Bis zu 30 Meter sollten mit einem ordentlichen HDMI Kabel drin sein. 50 Meter mit Adaptern über mehrfach verdrillte und geschirmte CAT5/6 Kabel. Ca. 90 Meter mit Koaxial Kabeln und Adaptern.

Es kommt dann natürlich auch noch auf die GraKa und den Fernseher an, ob die bei der Wahl der Schnittstellenbausteine und Schaltung drum herum die Specs eingehalten haben.
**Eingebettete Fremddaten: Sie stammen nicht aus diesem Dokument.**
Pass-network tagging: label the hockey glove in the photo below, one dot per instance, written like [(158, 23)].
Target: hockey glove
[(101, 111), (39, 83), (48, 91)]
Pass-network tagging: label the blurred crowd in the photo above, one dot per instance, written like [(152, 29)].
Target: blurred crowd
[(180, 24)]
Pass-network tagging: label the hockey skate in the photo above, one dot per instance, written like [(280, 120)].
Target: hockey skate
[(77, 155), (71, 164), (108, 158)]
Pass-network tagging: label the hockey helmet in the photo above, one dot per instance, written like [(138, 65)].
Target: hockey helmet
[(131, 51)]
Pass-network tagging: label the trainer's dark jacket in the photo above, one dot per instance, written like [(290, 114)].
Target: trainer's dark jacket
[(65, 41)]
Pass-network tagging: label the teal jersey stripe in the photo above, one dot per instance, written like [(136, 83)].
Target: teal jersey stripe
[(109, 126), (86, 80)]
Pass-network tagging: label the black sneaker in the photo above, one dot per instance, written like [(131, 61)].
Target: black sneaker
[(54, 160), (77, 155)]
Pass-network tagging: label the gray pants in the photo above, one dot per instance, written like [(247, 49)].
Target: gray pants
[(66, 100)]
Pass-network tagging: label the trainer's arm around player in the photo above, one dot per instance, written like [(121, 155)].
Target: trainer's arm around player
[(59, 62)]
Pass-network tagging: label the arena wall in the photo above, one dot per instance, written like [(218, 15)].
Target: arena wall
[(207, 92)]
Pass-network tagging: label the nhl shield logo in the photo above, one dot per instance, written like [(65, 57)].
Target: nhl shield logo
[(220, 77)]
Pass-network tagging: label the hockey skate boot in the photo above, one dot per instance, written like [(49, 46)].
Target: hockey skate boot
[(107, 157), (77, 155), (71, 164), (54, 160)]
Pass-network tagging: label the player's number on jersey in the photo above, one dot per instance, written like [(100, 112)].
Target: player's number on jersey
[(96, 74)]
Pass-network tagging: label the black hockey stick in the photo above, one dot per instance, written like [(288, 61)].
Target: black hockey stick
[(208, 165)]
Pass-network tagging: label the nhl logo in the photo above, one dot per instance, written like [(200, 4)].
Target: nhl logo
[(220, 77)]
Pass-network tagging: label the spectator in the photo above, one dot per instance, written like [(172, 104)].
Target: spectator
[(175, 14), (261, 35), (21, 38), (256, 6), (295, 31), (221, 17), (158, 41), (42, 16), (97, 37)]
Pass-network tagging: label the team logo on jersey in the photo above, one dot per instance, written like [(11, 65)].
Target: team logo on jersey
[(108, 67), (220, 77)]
Quelle: HDMI :: Installers :: Running Long Cable Lengths


----------



## LastManStanding (4. Juli 2018)

*AW: 4K via HDMI - bis welche Kabellänge möglich?*



Plasmadampfer schrieb:


> Bis zu 30 Meter sollten mit einem ordentlichen HDMI Kabel drin sein. 50 Meter mit Adaptern über mehrfach verdrillte und geschirmte CAT5/6 Kabel. Ca. 90 Meter mit Koaxial Kabeln und Adaptern.
> 
> Es kommt dann natürlich auch noch auf die GraKa und den Fernseher an, ob die bei der Wahl der Schnittstellenbausteine und Schaltung drum herum die Specs eingehalten haben.
> 
> Quelle: HDMI :: Installers :: Running Long Cable Lengths



30-50m?? mit einem HDMI Kabel _*4k UND 60Hz*_??? Ohne Verstärker?Und dann noch Kabel Adapter dazwischen? Hallo? 
Also ich beschäftige mich seit einigen Jahren damit, aber das habe ich noch nie erlebt. Bei etwa 10 Meter tretten bei vielen Probleme auf. Im Bereich Beamer das Thema was ich Fokusiere. Wenn ein billiges 2€ 1,5-2m Kabel zu viel Elektronischer "Stralung"^^(wie Kabel gewusel hinterm Schrank) ausgesetzt ist kann es schon zu Bildausfällen und Tonaussetzer kommen oder Probleme mit dem HDMI link ARC 100% sicher-ich hätte 3 hier^^.
in FHD etc.. und mit lediglich 30 Hz ist das für den Normal Film User kein Thema aber UHD Mit 60Hz, Eine Auflösung und Bildrate schreiben die aber nicht dazu in deinem Link. Oder ich bin blind 

5-6 Meter und ein Qualitative hochwertiges Kabel dann luppt dat schon ( nicht "Teuer" sondern gute Qualität Schirmung wie oben Bereits gesagt wurde, ist ein wichtiger faktor).


----------



## Plasmadampfer (4. Juli 2018)

*AW: 4K via HDMI - bis welche Kabellänge möglich?*

Kennst Du einen Christie Boxer Projector, der bei den Rolling Stones an den Rails fährt, um als 6 Lampengerät mit 35.000 ANSI Lumen das ein oder andere Solo an einer 200 Meter breiten Leinwand abbildet in 4K ohne Time Diff, weil son Ron Wood spielt die Gitarre live, PCR gibbet nicht  ?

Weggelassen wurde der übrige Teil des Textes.